Thailand’s tourism authority faces challenge to boost foreign arrivals

Picture courtesy of Ragnar Vorel, Unsplash

With a significantly decreased budget from its 2019 benchmark, the Tourism Authority of Thailand (TAT) faces the daunting task of increasing foreign arrivals from 28 million in 2023 to 40 million in just a year. The drastic goal was deliberated on Tuesday when Chai Wacharonke, a government spokesperson, revealed potential plans to boost arrivals to this figure, spurred by new initiatives like the reciprocal visa-free scheme between Thailand and China.

Yet, the ambitious target remains unofficial as the Tourism and Sports Ministry continues to uphold its goal of 35 million foreign arrivals for 2024. During a record-breaking year in 2019, Thailand saw 39.8 million foreign arrivals and 2 trillion baht (US$ 58,105,760,000) in revenue, thanks to a generous budget of 6.6 billion baht (US$191,749,008) granted to the TAT, as informed by TAT governor Thapanee Kiatphaiboon.

Nonetheless, this year’s budget has been reduced by approximately 20%, standing at 5.2 billion baht (US$151,031,072), despite the significantly higher revenue target of 2.5 trillion baht (US$72,611,092,500). The challenge of matching the arrivals figure of 2019 is a complex task that would necessitate comprehensive discussions with the Tourism and Sports Minister Sudawan Wangsuphakijkosol, as well as TAT directors from key source markets like China, reported Bangkok Post.

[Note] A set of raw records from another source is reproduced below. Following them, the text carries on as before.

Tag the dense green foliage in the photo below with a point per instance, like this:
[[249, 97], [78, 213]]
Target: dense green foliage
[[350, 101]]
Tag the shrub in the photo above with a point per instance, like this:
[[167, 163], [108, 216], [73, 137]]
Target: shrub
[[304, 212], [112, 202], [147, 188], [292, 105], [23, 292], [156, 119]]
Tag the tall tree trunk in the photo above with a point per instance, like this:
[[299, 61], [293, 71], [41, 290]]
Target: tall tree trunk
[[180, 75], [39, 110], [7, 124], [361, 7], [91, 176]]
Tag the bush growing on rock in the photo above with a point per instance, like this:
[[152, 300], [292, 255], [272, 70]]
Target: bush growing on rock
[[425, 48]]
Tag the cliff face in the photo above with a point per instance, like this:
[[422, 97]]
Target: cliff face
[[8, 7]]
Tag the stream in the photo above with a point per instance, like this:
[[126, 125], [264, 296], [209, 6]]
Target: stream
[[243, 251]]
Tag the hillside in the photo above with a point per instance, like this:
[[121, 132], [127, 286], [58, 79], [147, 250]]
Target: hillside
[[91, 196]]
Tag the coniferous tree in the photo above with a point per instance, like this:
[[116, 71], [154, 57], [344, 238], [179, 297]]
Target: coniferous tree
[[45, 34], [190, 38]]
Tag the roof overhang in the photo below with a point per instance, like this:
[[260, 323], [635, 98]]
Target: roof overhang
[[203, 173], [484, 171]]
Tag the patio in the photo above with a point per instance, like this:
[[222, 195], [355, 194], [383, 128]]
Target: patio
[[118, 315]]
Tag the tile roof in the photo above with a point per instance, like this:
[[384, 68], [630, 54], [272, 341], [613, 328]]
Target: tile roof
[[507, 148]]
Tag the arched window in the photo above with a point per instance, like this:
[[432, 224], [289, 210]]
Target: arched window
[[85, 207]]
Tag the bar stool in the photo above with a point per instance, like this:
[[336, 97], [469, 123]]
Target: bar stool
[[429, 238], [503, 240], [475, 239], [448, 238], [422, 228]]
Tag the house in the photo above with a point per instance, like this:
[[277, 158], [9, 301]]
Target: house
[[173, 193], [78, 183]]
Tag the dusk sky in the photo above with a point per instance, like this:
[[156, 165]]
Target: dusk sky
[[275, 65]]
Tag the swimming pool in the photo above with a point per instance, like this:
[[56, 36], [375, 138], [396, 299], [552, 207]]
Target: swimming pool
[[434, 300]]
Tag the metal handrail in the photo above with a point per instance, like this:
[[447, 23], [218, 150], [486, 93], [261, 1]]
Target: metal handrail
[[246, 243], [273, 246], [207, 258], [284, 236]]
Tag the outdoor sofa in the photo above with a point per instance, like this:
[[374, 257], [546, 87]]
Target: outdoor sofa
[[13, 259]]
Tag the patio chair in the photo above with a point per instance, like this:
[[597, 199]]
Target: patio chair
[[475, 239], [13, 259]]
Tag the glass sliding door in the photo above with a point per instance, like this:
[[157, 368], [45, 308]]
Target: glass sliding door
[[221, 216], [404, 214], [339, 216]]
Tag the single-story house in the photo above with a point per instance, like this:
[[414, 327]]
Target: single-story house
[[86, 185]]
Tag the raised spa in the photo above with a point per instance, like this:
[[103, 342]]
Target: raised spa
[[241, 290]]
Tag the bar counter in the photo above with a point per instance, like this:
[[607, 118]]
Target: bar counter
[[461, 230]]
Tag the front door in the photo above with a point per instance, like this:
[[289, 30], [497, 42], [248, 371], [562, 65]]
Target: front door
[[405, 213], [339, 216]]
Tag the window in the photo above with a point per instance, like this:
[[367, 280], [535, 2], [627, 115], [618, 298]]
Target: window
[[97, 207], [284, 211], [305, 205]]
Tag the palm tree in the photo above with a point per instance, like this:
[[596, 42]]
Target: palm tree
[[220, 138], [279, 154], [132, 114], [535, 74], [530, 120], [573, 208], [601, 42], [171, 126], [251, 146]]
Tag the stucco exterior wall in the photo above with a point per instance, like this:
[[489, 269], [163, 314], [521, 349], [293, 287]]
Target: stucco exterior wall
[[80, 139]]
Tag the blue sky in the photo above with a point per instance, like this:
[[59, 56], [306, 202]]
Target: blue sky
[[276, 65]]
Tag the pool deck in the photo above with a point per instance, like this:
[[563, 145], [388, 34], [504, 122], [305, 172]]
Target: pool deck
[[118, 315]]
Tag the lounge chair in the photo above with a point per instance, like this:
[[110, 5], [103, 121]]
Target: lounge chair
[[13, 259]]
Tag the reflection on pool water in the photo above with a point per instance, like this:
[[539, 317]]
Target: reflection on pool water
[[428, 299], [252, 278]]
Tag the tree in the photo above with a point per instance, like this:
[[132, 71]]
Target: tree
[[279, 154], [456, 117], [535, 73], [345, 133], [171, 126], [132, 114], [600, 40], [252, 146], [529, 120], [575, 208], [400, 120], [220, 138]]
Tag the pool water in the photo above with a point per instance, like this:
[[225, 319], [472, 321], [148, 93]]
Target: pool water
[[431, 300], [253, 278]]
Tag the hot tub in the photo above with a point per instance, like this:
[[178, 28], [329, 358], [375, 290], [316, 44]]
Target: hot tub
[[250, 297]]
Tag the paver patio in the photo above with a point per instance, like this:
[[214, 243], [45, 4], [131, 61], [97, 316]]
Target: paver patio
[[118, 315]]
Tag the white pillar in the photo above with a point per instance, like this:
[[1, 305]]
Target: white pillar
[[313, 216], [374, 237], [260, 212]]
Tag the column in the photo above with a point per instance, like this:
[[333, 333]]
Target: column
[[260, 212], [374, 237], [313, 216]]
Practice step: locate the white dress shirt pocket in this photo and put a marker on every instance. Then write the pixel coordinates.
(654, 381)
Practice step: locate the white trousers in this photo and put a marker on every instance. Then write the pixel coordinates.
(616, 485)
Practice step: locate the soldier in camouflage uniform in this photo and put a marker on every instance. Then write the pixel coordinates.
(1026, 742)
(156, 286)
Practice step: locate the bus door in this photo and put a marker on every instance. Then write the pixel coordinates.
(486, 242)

The TAT’s 2024 budget, bigger than last year’s 3.2 billion baht (US$92,951,680), could potentially face further reductions in the wake of the 2024 Budget Bill debate starting this week. Thapanee expresses the agency’s hopes of maintaining the budget at its current level, given the TAT’s enormous responsibilities in supporting economic growth this year amidst declining revenue from other primary sectors.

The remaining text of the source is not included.